Meanwhile, our former Top Guns find themselves in a changing context. As the ranks of salespeople swell, the percentage of top performers declines. The company begins the task of creating and implementing policies, procedures, and structure.
As the landscape shifts to the mainstream market, new sales managers may start to find that they no longer have the same flexibility in pricing and terms that they enjoyed when they were enticing early customers to sign. The customer base is changing, too. As we've seen, early-market buying behavior is driven by a small number of participants, sometimes even by one primary supporter. A high percentage of early customers were small to mid-size companies.
Now, senior management is determined to pursue larger transactions at larger companies. These are very different beasts, with multiple layers of management, infrastructure, and so on. Mainstream-market buying involves a larger number of people, often through a committee structure, and often entails the need to gain consensus. (In some cases, a majority prevails, but in the worst case, decisions must be unanimous.) Even in a case where the committee concludes that an offering is viable, there may be a delay until other options are considered—for example, a request for proposal (RFP) that is distributed to multiple vendors. Mainstream-market buyers are pragmatists. They believe in due diligence. As a seller, you may even be punished for your uniqueness: Mainstream-market buyers sometimes defer a decision indefinitely because they are unable to evaluate alternatives.

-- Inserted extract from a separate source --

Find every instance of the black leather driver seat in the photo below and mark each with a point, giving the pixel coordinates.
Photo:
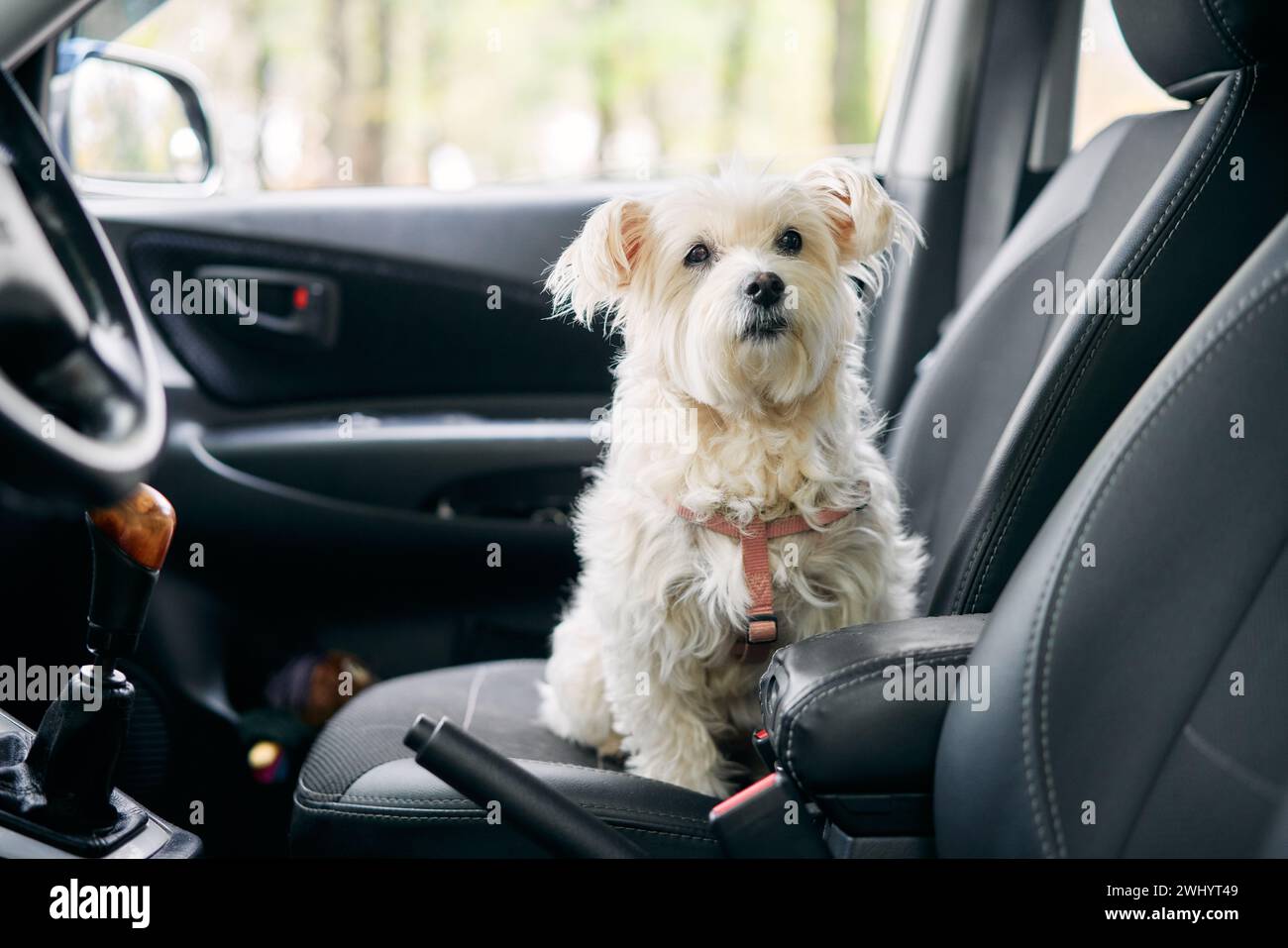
(1137, 707)
(1151, 198)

Meanwhile, as the sales organization grows, the Marketing department expands (or is organized for the first time). Its objective is to shape the way prospects are approached by standardizing product presentations and brochures. There is an attempt to codify how offerings are sold. What began as handwritten notes on a cocktail napkin by the founder early in the company's history is now a glossy six-color brochure, bursting with high-end graphics and ambiguous terms: leading edge, robust, synergistic, scalable, seamless, state of the art, and so on.

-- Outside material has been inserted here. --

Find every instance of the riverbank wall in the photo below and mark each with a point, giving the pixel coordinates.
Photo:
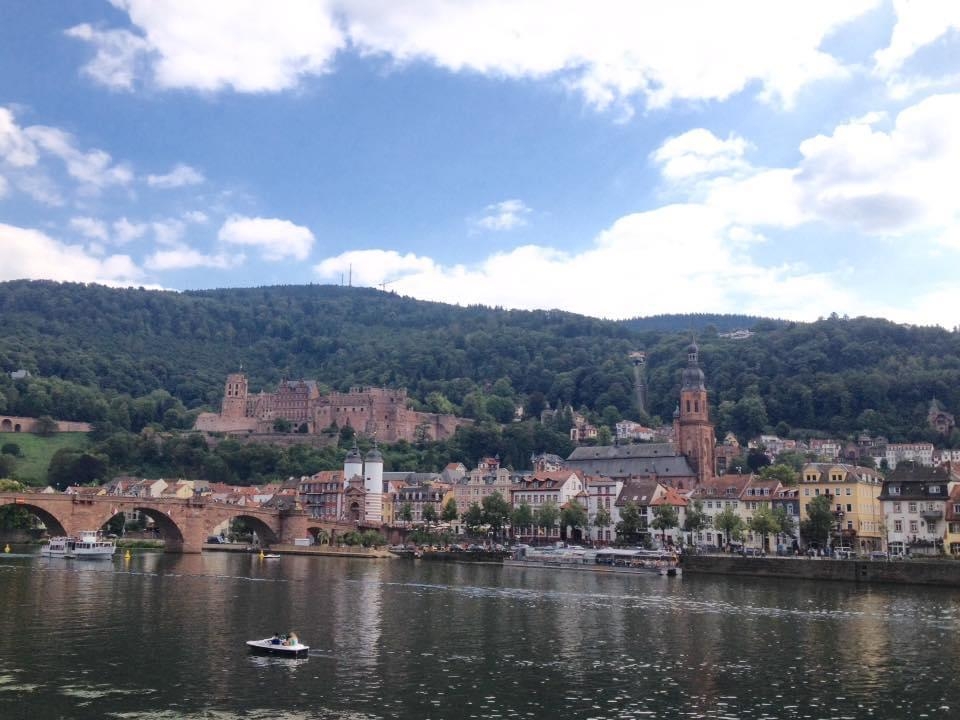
(942, 573)
(320, 550)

These marketing efforts are often flawed because they tend to be based on successes with early-market buyers who didn't need to be sold. The deliverables to the field are product-intense, treating offerings as nouns rather than verbs. But the strengths embraced by the early market—and now highlighted in the newly created collateral materials—may be out of alignment with the concerns of pragmatic buyers. In fact, they may raise issues that will be barriers to getting buying decisions made.
In this changing context, the danger lies in not knowing when or how to change the selling approach. Leading with features was (sometimes) acceptable with the early-market buyers. But leading with features when approaching mainstream-market buyers is deadly poison. Telling them that this is the latest technology, and that they'll be the first on their block to have it, is simply too scary for them.